Sounds like little more than copium to me. Expecting h'holds to spend like drunken sailors when they're actively buying store brands doesn't add up.
Lots of households (like my household) have been smashing the mortgage due to the higher rates. Once the principal goes down and interest rates go down those households may start wanting to spend again. And there’s still plenty of oldies with cash to spend who are a bit subdued right now by the state of the economy. I do think there is an argument that spending could pick up big time either next year or especially the year after.
I'm one of them oldies. Fortunately my mortgage is paid off. The problem is some of my spend doesn't do the balance of payments any good. All imported stuff. Thank goodness I bought most of the components for my new PC build before the NZ$ dropped from about 60c to 57c. May spend a fair amount on a building project but that's problematic.
"Graham said the neutral OCR was likely between 3% and 3.5%."
Would anyone care to hazard a similarly guess as to a (non inflationary) distribution?
Depends how far out you look doesn't it? He's probably right in the longer term IMO.
No, it makes no difference 'how far out you look'....the empirical evidence shows 'inflation' to be unconnected to interest rates.
The RBNZ themselves admit as much when they say they cannot control 'tradeable inflation'....and we run a persistent trade deficit.
And nor do the supposed 'automatic stabilisers' work...as that same persistent trade deficit demonstrates.
Infometrics expects GDP growth to reach 2.3% by early 2027, with per capita growth comfortably above the 1.4% a year average of the 2010s.
That's a very optimistic per capita growth forecast given that per capita gdp has declined steadily over the last 30 years.

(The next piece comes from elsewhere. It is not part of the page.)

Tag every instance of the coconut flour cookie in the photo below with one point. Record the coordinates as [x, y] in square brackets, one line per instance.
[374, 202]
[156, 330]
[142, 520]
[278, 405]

Kiernan is among the very large group of economists who have got it very wrong ever since the covid boom went bust.
The Reserve Bank has finally done the right thing. When your focus is only on inflation and none of your attention is on the current destruction of companies and productive capacity in the economy then destruction of the economy is what results. Action is needed to stop NZ from going down the gurgler and this is hopefully a prelude to some fiscal action on the part of central govt.

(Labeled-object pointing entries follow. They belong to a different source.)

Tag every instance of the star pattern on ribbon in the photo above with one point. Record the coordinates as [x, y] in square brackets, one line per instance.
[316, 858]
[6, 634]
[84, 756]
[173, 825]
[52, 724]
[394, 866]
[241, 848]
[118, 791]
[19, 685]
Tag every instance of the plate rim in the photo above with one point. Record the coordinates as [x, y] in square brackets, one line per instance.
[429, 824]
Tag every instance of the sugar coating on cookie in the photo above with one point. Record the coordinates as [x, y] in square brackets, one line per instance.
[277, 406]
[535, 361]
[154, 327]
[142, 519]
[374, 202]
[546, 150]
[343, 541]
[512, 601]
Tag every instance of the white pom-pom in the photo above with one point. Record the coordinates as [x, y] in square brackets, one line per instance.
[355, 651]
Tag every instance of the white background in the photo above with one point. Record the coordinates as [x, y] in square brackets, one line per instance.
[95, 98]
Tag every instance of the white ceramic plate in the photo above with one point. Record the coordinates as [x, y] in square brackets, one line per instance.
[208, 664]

Australia's house prices are getting less affordable but they have full employment, a growing economy and are an attractive destination for an increasing number of New Zealanders who can't find work in their own country or who can't run their companies profitably due to lack of aggregate demand in NZ.

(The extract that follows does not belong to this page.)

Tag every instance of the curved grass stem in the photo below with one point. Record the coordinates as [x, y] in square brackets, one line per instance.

Meanwhile I listen to business people here saying 'this is the worst time I have been in since I started in business 40 years ago. It's never been this bad' And it's telling me that between them the govt and the RBNZ have really gone way too far. They are just starting to realise that it's a major screwup.
Houses are very affordable in places where there is no work and there is depopulation. Houses are unaffordable in major cities where all the jobseekers are trekking to. New Zealand needs to ensure that it maintains growth enough to avoid the depopulation curse.
Looking at TAs bar chart, the drop in confidence happened at the same time as the drop in the property market. Recovery in employment isn't enough. NZers need the 30% capital gains they think they're entitled to, to get the warm fuzzies back.